I met Harris’s gaze. “No.”

“Huh.” The sound escaped more like a grunt than a word, and his expression revealed every bit of his disgust with me for confessing that bit of truth to him.

“Look, Harris, I know our mothers have this grand plan for us. But I’m not going to marry you. I’m going back to Dartford.”

It was his turn to laugh harshly. “Really? Without Mommy and Daddy supporting you?” He snorted his skepticism.

“Yeah. I like it there. No”—I stopped to correct myself and shook my head—“I love it there. I love my friends. I love . . .”

Logan.

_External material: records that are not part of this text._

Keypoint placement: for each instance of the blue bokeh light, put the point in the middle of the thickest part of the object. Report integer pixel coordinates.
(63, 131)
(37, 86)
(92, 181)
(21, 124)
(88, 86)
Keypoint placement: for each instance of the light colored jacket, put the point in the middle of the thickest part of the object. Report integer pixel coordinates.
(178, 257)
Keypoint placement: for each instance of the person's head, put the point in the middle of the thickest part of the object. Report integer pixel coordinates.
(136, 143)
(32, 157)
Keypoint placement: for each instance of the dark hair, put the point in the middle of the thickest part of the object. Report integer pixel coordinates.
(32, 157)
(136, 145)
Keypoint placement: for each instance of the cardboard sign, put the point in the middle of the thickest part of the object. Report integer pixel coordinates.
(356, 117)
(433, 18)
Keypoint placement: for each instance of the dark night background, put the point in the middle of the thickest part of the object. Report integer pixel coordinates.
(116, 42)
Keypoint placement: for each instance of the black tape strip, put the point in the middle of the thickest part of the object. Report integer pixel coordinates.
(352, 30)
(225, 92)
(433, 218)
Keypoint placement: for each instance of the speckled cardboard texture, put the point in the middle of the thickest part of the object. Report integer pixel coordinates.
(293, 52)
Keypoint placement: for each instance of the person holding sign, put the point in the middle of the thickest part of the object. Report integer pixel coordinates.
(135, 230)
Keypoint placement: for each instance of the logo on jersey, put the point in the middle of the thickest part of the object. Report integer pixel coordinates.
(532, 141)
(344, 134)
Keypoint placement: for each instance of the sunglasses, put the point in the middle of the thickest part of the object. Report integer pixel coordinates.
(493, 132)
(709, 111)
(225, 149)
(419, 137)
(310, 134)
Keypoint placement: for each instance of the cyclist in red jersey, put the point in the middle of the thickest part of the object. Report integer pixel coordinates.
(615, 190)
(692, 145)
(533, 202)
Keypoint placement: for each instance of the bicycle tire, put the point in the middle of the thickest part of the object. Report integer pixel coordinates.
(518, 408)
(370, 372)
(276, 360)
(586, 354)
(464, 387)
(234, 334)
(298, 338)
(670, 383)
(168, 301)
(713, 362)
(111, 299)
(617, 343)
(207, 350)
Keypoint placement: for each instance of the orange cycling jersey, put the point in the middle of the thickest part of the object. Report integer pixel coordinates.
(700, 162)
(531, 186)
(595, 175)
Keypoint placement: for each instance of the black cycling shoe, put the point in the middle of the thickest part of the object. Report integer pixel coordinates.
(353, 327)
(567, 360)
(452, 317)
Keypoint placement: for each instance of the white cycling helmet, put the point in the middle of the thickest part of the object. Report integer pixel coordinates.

I love Logan.

Something ugly flickered in his eyes as he stared at me. “You’re kidding me, right?” He stared at me for a long moment. “There’s someone else. Was it that guy you were arrested with? The one with you in the pictures?” So he had seen the photos. He inhaled. “I forgive you, Georgia. Whatever you did, we weren’t together then. I can forgive you.”

I laughed lightly then. “You’re really incredible.”

He grinned, mistakenly complimented. “I know. I can be generous and admit that we both made mistakes.”

“No, Harris, I don’t want to get back together with you. Even if there wasn’t someone else . . . but yeah. There is.”

His nostrils flared. “You little . . .” He stopped himself short, showing some restraint. He glanced around to make sure no one was watching us. “We’re going to finish this dinner, Georgia, and then I’m going to take you home and give you some time to reconsider.”